Reply to Comments I'm can't reply to comments due to the extremely slow performance of Blogger, but the posting works a little bette...
Reply to Comments
I'm can't reply to comments due to the extremely slow performance of Blogger,
but the posting works a little better.
Baron
Bodissey said...
The tactics the terrorists used -- the assault into the teargas, the fire
and smoke, the locking up of the other prisoners -- were they something
learned at jihad school, at the al-Qaeda camps, maybe? Or were they ad-hoc?
I don't know whether any of this is standard Jihadi doctrine. My guess
is they're ad hoc. Philippine prisons are some of the weirdest places on
earth. Greg Sheridan has an article in
National Interest, the Jihad Archipelago, in which he makes these
revealing remarks about the Philippines, the Abu Sayyaf and its principal ally,
the Moro Islamic Liberation Front (MILF).
The Philippines is the strangest nation in Southeast Asia and the one with
the strongest Islamic extremist movement. It is predominantly Catholic
(though with strong mystical influences) and more American than anywhere else
in the region. Hispanic in political culture, it is schizophrenic at many
levels of national identity.
The MILF is a very strange beast ... State Department officials would like
to list it as a terrorist organization but don't because that would
torpedo the peace process, such as it is. ... MILF-controlled areas of
the south provide both the training camps and the vital rest and
recreation hinterland for the region's Islamist terrorists, especially
JI operatives from Indonesia ... there is no doubt that they have
provided, and continue to provide, training camps for JI terrorists. This
allows JI to constantly replenish its stocks through new training programs ...

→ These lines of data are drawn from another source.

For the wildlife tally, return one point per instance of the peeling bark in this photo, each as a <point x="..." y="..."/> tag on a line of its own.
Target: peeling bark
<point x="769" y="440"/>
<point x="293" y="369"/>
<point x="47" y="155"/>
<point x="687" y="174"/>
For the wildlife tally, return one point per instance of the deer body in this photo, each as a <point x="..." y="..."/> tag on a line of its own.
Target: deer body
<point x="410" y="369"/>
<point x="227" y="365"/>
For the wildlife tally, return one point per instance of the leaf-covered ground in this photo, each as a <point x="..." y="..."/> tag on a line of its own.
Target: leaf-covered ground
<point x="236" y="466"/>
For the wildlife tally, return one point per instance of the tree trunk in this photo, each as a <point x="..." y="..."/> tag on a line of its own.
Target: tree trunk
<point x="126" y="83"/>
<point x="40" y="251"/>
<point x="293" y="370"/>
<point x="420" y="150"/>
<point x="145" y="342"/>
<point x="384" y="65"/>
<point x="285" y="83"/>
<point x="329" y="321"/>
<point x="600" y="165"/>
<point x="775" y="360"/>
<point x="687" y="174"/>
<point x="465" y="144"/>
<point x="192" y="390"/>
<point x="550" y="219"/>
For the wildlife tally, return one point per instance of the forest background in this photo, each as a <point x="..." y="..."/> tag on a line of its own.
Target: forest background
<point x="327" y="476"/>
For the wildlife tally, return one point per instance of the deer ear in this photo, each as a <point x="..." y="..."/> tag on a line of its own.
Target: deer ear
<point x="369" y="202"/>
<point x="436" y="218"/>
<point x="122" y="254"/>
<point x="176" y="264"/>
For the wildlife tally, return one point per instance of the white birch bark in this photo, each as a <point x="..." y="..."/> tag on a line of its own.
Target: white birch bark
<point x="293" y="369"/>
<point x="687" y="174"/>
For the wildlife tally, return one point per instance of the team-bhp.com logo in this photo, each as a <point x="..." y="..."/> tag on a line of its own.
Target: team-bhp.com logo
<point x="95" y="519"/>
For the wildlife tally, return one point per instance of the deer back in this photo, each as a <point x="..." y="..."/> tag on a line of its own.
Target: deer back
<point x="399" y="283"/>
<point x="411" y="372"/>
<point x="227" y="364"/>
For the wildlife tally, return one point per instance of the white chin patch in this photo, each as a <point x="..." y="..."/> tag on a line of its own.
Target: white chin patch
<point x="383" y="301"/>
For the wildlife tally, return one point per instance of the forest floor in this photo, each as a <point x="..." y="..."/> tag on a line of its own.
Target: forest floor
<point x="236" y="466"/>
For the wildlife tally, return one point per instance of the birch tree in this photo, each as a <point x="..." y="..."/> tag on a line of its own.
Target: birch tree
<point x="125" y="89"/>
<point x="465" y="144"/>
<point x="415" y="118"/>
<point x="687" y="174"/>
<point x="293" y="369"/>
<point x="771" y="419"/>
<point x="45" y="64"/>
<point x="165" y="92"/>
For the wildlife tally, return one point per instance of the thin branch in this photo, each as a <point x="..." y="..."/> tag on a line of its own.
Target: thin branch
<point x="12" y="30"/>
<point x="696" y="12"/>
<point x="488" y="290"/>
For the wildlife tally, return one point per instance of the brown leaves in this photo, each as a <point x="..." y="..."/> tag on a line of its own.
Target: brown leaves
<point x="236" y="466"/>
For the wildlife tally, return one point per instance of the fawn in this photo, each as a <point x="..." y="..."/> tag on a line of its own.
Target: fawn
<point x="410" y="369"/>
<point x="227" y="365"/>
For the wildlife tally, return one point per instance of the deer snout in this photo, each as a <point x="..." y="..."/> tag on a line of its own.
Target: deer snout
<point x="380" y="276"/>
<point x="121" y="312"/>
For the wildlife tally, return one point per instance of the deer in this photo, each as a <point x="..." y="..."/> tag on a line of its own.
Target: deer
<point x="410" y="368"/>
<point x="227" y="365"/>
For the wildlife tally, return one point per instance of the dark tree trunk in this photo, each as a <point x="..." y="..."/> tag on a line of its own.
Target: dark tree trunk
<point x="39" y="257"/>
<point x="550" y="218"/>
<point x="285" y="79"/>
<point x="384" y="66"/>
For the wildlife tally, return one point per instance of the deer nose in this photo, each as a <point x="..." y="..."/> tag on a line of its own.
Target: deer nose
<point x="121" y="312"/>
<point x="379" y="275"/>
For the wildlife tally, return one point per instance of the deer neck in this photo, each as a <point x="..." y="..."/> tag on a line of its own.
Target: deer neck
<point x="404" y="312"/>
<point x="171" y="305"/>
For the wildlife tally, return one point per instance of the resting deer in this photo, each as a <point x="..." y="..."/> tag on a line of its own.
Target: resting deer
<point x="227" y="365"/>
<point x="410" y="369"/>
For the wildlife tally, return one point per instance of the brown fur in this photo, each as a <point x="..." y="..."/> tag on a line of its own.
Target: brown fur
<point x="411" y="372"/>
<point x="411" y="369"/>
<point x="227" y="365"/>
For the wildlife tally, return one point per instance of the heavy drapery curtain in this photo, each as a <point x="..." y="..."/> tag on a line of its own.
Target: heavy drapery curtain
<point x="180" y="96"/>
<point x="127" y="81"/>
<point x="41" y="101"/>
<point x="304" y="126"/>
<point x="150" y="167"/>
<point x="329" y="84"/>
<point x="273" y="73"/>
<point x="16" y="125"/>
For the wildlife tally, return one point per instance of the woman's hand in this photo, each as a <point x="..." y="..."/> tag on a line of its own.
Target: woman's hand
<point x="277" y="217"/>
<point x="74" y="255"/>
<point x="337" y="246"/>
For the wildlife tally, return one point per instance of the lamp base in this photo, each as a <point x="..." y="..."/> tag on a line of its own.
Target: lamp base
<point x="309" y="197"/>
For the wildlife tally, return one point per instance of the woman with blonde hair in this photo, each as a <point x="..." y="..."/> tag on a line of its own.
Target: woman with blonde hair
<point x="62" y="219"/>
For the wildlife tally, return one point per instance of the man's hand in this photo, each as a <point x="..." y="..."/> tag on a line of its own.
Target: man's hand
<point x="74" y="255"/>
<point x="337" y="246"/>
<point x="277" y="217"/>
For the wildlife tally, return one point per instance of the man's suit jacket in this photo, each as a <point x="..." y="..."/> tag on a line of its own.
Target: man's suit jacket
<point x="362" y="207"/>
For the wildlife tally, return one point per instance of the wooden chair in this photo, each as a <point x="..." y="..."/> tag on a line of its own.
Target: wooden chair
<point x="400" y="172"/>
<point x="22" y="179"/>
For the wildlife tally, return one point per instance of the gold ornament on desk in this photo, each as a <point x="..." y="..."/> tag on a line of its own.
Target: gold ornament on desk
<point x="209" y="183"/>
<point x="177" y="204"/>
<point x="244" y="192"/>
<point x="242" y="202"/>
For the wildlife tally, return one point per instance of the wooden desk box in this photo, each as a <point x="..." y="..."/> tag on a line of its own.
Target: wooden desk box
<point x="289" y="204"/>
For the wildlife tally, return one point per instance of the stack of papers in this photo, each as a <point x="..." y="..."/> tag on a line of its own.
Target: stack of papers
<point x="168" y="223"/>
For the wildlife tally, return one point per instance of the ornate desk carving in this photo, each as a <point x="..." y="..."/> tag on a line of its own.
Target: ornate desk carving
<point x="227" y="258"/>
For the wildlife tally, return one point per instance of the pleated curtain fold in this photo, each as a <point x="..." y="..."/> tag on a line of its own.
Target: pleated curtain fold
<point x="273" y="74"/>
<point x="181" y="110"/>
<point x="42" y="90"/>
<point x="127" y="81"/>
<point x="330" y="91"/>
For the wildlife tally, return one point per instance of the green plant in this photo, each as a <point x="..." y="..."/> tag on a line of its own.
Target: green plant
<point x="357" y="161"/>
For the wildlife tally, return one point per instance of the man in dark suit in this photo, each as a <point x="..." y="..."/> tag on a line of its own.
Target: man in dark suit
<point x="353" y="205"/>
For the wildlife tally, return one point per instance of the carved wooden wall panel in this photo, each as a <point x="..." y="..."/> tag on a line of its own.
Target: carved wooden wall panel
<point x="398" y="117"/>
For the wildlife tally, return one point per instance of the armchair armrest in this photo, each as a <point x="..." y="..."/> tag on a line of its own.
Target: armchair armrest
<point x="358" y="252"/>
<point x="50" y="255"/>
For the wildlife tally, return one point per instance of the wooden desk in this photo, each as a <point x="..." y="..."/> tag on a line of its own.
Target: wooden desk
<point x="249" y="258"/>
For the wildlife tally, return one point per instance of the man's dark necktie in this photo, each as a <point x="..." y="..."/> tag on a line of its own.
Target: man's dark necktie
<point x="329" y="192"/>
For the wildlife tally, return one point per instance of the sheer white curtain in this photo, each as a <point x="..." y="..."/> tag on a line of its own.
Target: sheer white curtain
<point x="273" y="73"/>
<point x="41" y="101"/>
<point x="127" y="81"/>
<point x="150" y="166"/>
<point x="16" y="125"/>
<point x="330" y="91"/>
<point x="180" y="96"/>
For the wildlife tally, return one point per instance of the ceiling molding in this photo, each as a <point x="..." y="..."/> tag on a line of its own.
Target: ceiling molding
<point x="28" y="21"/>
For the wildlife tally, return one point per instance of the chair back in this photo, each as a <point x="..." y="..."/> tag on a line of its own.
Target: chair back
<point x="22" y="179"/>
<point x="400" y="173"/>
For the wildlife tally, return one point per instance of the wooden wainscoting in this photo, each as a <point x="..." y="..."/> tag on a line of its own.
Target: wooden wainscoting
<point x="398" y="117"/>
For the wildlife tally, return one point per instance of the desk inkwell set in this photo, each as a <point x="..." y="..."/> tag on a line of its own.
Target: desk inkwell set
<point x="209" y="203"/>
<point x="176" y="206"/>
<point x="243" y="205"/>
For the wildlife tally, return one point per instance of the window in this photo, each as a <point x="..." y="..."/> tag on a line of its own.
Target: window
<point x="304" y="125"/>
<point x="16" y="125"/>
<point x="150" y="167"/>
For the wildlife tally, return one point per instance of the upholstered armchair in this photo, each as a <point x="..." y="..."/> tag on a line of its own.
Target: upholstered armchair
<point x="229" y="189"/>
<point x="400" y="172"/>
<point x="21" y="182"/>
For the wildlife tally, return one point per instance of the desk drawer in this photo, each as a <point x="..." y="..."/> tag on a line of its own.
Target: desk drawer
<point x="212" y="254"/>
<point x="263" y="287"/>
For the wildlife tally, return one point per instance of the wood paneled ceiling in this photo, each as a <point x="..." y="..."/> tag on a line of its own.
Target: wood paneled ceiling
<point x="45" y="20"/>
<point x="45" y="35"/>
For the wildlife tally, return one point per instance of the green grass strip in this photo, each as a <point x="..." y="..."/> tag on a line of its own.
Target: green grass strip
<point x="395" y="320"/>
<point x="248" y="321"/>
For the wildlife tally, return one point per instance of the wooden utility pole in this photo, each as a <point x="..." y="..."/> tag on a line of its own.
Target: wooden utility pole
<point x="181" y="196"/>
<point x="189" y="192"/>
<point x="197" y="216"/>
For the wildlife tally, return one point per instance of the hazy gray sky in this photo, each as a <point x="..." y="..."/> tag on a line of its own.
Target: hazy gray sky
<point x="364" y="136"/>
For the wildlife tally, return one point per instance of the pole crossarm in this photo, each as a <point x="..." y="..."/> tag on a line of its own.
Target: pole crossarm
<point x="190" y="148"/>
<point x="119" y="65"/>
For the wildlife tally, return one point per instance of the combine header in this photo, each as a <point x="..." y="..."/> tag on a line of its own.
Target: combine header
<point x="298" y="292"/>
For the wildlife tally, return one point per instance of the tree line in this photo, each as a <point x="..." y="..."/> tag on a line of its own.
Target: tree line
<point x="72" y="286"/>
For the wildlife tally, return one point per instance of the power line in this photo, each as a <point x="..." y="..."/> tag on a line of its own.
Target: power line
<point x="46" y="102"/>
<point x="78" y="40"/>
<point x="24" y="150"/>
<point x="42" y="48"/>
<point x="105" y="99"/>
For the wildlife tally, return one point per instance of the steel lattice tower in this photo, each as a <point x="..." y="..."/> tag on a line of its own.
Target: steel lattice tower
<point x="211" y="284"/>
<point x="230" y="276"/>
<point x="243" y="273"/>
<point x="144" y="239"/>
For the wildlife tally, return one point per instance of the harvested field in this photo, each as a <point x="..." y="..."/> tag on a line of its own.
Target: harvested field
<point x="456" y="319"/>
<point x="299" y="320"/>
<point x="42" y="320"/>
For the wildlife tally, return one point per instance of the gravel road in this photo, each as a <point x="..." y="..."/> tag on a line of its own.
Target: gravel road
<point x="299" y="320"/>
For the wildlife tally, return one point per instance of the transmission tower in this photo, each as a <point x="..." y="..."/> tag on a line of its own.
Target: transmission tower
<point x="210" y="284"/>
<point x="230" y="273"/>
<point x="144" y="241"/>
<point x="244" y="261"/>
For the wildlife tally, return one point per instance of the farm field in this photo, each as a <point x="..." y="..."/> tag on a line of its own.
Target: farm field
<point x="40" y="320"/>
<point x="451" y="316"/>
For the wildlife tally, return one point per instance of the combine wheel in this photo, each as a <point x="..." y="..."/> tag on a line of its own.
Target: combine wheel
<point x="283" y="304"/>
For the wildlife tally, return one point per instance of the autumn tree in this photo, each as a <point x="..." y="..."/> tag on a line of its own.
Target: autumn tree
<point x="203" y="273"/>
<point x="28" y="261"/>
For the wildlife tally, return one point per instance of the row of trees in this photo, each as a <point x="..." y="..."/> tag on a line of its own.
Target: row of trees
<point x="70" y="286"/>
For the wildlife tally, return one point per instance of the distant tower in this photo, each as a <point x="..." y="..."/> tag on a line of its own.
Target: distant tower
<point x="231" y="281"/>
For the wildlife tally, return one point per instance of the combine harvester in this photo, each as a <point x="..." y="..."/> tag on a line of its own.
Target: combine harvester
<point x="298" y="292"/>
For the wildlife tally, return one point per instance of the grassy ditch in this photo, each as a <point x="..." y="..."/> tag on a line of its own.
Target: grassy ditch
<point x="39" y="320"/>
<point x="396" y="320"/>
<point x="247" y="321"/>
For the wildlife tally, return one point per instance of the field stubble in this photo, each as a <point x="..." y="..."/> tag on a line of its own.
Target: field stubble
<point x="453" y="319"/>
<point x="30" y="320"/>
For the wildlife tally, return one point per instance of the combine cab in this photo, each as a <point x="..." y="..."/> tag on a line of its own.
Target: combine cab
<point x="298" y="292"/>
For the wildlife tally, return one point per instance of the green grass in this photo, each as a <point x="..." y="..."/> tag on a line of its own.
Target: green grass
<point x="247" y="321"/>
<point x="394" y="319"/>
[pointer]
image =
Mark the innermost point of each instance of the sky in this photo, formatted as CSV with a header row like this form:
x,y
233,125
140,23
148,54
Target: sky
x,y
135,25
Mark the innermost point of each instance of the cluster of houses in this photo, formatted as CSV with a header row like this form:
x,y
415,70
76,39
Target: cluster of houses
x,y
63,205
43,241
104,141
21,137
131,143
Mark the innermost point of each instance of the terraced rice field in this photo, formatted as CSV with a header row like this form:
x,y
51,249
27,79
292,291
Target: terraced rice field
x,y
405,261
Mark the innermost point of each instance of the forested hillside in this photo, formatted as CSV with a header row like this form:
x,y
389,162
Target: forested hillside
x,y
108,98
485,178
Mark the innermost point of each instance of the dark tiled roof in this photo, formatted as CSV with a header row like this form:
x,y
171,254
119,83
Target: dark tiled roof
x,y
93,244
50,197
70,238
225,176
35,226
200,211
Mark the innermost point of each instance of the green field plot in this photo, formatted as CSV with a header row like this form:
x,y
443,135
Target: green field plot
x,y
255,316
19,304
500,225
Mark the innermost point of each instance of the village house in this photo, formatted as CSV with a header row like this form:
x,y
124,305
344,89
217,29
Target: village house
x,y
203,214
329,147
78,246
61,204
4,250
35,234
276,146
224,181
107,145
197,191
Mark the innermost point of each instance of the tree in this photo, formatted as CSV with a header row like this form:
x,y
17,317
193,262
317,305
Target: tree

At the same time, corrupt members of the Philippines armed forces
have aided the MILF. ... The papers described in shocking detail
the involvement of the Philippines navy in dozens of incidents of
seaborne smuggling of military and other supplies to the MILF. A
smaller Islamist terrorist outfit, the Abu Sayyaf group, is ... much more
overtly linked to Al-Qaeda, and among its leaders are veterans of the
Afghan war against the Soviet Union. The broader picture in the southern
Philippines is of the failure of the state. Substantial Philippines
military operations, backed at times by hundreds of U.S. troops in a
so-called "advisory" role, have made little progress against either Abu
Sayyaf or the MILF. Until its military becomes more effective, and
numerous other arms of the state can deliver the services and order they
are supposed to, the prospect is for more of the same. In many ways it
is the most disturbing piece in the Southeast Asian jigsaw.
All of which you would have guessed from reading bits and pieces of the
Belmont Club but Greg Sheridan puts it together in a respectable and
scholarly way. Philippines prisons are places where inmates devote nearly
limitless ingenuity to devising mind-boggling schemes. It's a place where
inmates implant plastic pellets in their Johnsons using razor blades,
merthiolate and ignorance; it's a place where inmates have passed messages to
each other using cockroaches tethered to thread; it's a place where people play
a game of 'attract the fly' by betting on which coin a fly will choose to light
upon in the toilets. It's a place where your life depends on your shiv and the
guys you've chosen as your friends. Poetry has been written and forgotten within
its walls. It is a place of closely held ritual, where by tradition all
prisoners beat their cups against the bars when a man is led to the electric
chair. It is as alien to the Philippine ruling elite as the surface of Mars.
I can imagine the Abu Sayyaf assaulting the police raiders in the teargas
clouds, running with that peculiar comedic gait characteristic of people
sprinting in flip-flops, lighting up the mattresses with a spluttering match
possessed with the indomitable spirit of Bahala Na (I don't give a damn) and
the cops shooting them down in the same part. One day, after the action has died
down in the Middle East, popular culture may turn its attention to the Second
Front against terror in Southeast Asia. Instead of the desert the images will be
of small boats flitting among islets under a whitening moon and of strange
chases in stinking cities between grotesques that would do justice to the
Army of Darkness. Kipling would have been the writer of choice to capture
the atmosphere, only he is seventy years dead.